Saturday, December 03, 2005

"Atheists Make Better Comics"

Seth at Kingdom of Heaven argues that atheists make better comics. Why would that be true?

For one thing, if one is willing to acknowledge how ridiculous the human condition turns out to be then that precludes a lot of bad theology that justifies a belief in god by appealing to our vanity. Intelligent design is merely the most recent example.

What do you think?

Friday, December 02, 2005

Voting and the Golden Rule

According to De Sententia, the Bush administrations unwillingness to support auditable voting machines now hurts its allies in Venezuela. The Venezuelan opposition who has to contend with President Chavez feels vulnerable because the Diebold voting machines might be manipulated.

Democracy begins at home. It would be nice if we had auditable voting procedures in the United States.

Thursday, December 01, 2005

A Jubilee for the Gulf Coast

Roasted Tomatoes celebrated the deliverance of Israelite and Mormon refugees by flocks of quails that supplemented their meager diets. That reminded me of the sad state of affairs at the Gulf coast where many people are still living in tents.

I am concerned that poor, working, and even middle class Americans at the Gulf coast are getting screwed. While corporations such as Halliburton capture multi-billion dollar no-bid contracts, people cannot meet their obligations to their creditors. That means that they will loose their properties to mortgage banks.

According to All Things Considered many Gulf coast victims have resigned themselves that they will not be able to recover. They lost their homes and their jobs.

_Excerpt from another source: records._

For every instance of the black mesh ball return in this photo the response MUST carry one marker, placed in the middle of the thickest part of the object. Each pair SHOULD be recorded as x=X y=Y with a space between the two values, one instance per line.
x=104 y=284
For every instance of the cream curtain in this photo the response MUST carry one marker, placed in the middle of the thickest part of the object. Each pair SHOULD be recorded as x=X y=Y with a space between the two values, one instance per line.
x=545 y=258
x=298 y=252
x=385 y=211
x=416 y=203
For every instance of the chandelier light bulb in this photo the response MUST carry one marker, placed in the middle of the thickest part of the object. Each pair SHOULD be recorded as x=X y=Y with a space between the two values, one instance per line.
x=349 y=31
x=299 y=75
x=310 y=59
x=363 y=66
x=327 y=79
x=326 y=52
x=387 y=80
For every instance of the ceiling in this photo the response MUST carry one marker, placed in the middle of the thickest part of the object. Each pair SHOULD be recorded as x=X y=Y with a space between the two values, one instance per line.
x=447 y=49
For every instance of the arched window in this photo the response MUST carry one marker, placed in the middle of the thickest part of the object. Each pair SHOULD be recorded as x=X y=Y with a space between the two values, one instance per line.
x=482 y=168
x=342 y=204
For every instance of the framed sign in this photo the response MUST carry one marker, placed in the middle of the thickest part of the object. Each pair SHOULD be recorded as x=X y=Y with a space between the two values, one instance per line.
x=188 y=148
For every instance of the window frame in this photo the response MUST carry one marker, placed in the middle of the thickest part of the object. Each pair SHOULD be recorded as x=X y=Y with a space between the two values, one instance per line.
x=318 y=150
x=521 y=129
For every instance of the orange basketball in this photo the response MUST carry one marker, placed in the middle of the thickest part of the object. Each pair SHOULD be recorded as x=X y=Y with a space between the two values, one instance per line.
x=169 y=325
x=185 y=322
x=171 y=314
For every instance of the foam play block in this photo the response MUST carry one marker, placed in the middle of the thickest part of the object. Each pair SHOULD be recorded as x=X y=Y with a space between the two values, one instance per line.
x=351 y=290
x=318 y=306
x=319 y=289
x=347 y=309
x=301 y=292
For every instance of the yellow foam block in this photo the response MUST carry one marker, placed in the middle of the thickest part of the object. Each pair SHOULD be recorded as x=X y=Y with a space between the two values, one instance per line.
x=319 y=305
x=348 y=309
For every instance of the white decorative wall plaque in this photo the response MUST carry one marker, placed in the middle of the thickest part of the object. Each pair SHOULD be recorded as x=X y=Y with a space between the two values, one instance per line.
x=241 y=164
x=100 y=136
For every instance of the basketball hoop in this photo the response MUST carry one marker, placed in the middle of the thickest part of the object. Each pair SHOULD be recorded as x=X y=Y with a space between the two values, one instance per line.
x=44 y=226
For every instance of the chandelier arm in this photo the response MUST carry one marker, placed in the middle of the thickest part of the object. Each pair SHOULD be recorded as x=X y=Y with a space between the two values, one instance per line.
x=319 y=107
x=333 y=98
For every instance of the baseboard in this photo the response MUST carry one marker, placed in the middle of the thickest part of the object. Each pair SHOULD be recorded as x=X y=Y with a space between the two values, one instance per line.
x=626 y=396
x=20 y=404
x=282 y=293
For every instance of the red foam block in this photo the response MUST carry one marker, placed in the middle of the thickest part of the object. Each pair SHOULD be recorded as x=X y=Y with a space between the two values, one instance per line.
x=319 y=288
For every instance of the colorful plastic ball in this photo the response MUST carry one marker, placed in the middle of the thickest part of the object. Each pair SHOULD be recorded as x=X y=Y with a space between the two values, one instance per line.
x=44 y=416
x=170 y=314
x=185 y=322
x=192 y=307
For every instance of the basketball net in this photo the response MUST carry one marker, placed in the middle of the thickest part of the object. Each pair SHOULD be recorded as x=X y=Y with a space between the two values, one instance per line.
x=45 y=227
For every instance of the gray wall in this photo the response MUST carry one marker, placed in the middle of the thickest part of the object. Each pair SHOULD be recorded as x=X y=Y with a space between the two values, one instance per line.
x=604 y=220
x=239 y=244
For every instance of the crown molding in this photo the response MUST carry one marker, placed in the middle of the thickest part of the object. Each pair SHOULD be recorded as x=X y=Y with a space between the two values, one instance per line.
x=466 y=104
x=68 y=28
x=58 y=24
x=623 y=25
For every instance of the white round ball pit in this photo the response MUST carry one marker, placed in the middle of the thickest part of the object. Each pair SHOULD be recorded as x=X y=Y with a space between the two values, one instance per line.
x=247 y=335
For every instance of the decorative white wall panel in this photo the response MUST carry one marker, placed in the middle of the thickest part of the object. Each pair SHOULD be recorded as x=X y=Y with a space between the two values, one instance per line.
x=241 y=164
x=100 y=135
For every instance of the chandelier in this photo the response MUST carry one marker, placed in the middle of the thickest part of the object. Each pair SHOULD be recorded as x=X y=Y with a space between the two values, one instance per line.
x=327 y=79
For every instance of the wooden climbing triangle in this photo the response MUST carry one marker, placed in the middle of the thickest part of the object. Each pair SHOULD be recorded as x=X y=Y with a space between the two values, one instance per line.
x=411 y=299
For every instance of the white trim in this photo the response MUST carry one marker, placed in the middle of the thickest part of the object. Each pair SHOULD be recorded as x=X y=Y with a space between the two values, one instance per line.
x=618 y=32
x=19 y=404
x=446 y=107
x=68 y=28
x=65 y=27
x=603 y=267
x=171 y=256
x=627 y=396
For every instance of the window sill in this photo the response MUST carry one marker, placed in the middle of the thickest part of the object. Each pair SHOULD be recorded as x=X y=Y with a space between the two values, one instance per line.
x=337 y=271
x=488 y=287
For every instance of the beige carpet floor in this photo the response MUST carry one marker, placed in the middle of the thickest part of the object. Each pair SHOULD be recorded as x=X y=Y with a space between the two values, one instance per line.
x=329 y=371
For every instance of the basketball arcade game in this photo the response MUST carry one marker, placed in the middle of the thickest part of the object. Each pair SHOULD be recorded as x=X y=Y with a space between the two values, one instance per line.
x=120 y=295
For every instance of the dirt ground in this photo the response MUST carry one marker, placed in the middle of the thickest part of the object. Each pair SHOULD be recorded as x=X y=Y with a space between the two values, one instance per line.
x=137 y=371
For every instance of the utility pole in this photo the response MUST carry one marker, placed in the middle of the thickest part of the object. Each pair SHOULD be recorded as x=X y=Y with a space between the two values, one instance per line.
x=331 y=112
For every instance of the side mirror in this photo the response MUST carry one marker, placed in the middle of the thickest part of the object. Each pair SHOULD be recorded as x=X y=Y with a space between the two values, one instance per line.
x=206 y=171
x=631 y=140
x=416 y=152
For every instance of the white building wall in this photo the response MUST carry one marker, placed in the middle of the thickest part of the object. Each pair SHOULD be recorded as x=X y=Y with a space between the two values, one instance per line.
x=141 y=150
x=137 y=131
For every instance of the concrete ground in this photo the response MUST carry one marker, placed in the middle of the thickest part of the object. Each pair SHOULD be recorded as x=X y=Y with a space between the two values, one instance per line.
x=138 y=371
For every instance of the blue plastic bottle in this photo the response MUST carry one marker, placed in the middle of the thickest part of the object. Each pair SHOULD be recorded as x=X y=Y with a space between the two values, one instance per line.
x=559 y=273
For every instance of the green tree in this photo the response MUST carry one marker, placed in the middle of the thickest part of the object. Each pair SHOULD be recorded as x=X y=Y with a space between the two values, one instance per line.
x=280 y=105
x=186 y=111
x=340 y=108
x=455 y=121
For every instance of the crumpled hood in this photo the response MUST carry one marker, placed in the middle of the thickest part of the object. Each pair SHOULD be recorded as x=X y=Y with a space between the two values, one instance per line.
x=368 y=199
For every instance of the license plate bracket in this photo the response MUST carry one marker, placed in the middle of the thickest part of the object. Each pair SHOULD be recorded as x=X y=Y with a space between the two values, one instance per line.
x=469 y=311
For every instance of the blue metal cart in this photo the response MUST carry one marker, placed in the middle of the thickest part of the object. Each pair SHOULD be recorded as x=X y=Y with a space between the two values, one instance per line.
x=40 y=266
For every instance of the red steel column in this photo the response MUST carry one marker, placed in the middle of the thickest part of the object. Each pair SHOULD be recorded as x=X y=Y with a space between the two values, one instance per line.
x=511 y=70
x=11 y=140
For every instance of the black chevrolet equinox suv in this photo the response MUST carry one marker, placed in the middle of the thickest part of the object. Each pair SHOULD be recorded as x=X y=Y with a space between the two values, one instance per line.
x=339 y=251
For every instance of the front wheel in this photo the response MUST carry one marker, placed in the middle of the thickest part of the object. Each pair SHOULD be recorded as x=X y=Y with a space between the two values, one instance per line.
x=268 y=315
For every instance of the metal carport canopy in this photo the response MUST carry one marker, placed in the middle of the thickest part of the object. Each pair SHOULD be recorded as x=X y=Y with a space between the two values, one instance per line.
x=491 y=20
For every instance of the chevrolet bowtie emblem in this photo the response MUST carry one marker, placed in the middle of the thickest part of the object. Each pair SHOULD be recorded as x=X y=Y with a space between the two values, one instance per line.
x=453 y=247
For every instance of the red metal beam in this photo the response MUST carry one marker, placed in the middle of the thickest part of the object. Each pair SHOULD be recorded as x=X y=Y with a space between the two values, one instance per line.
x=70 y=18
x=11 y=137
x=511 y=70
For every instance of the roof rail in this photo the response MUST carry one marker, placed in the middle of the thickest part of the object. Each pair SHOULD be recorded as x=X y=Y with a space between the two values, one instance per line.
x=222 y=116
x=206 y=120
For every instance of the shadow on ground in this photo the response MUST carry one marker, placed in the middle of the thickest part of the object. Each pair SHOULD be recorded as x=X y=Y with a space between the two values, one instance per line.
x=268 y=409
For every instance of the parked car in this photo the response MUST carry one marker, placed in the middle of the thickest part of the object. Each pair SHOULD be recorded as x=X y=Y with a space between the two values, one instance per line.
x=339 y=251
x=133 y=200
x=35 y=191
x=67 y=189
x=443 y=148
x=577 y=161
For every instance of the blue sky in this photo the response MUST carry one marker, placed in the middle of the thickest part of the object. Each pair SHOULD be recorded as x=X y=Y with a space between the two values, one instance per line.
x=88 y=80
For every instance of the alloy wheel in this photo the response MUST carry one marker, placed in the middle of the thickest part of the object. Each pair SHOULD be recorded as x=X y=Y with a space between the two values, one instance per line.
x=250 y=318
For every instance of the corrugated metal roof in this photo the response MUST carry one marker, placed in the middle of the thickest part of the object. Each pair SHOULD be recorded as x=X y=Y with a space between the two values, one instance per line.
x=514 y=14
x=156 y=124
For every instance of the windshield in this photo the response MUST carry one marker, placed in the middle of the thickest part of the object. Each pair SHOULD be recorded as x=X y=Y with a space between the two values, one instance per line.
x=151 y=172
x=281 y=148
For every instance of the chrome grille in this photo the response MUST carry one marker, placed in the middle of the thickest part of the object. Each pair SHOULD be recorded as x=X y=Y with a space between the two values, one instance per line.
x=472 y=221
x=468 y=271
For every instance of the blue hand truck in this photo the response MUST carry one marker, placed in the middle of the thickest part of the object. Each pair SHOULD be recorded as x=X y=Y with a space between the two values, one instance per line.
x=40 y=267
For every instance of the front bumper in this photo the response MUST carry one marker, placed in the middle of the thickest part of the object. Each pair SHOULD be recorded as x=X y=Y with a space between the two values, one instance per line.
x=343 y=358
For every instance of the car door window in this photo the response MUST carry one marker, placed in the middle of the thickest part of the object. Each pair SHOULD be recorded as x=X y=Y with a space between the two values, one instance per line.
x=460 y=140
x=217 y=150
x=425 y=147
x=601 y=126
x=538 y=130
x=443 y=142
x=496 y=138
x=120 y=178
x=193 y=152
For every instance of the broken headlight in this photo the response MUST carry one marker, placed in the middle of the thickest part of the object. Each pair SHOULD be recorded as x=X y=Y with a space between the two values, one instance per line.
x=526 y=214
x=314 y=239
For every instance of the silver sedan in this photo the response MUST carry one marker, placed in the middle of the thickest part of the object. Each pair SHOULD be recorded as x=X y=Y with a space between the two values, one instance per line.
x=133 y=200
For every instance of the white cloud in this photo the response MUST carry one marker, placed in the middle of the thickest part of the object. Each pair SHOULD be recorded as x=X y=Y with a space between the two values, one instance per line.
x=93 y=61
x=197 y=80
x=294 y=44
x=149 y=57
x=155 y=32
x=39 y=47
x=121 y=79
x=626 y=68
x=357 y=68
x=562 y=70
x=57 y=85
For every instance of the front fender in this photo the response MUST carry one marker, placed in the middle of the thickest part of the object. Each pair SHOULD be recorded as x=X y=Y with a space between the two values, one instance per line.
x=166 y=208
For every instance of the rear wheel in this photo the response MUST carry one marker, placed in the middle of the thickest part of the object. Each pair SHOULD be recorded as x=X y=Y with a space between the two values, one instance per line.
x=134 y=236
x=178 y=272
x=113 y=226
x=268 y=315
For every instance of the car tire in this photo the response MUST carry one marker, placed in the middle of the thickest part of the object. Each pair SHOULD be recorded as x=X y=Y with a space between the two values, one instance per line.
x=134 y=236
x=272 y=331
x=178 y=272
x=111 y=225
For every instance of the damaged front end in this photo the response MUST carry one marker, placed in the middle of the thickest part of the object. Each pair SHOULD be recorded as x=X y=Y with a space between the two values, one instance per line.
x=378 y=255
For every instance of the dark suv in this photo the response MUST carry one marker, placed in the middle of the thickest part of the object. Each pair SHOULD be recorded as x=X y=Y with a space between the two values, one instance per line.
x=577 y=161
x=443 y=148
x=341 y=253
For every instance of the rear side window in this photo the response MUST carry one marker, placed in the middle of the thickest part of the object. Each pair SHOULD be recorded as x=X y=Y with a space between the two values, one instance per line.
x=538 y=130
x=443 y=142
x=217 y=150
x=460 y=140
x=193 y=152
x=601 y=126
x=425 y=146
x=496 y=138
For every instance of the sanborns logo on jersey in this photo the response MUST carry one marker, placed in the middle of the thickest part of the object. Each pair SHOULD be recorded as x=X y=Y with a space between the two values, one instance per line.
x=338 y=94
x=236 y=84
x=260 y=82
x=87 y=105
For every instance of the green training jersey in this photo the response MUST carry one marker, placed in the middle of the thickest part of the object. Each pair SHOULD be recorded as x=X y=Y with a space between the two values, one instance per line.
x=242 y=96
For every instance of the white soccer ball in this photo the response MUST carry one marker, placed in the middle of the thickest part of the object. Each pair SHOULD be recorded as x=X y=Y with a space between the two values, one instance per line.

In Biloxi, apparently, the casinos are not even preserving seniority for rehired staff. How is a fifty year old woman going to make ends meet with entry level wages after a year of unemployment?

In this day and age where information empowers us to be everyone's neighbor, we shouldn't rely on God or happenstance to make things right. We can make it right for people who are down. The American people have already donated unprecedented amounts to emergency relief. Now we need to demand rules and conditions that allow our Gulf coast neighbors to get back on their feet.

Here is an idea: lets have a jubilee or a Sabbath year for the Gulf coast. Zero interest on mortgages for one year for everyone devastated by the hurricanes. No payments on the principle for one year and debt forgiveness for the working poor.

The people at the Gulf coast deserve a new start. We can give them that. No reason to wait for divine intervention.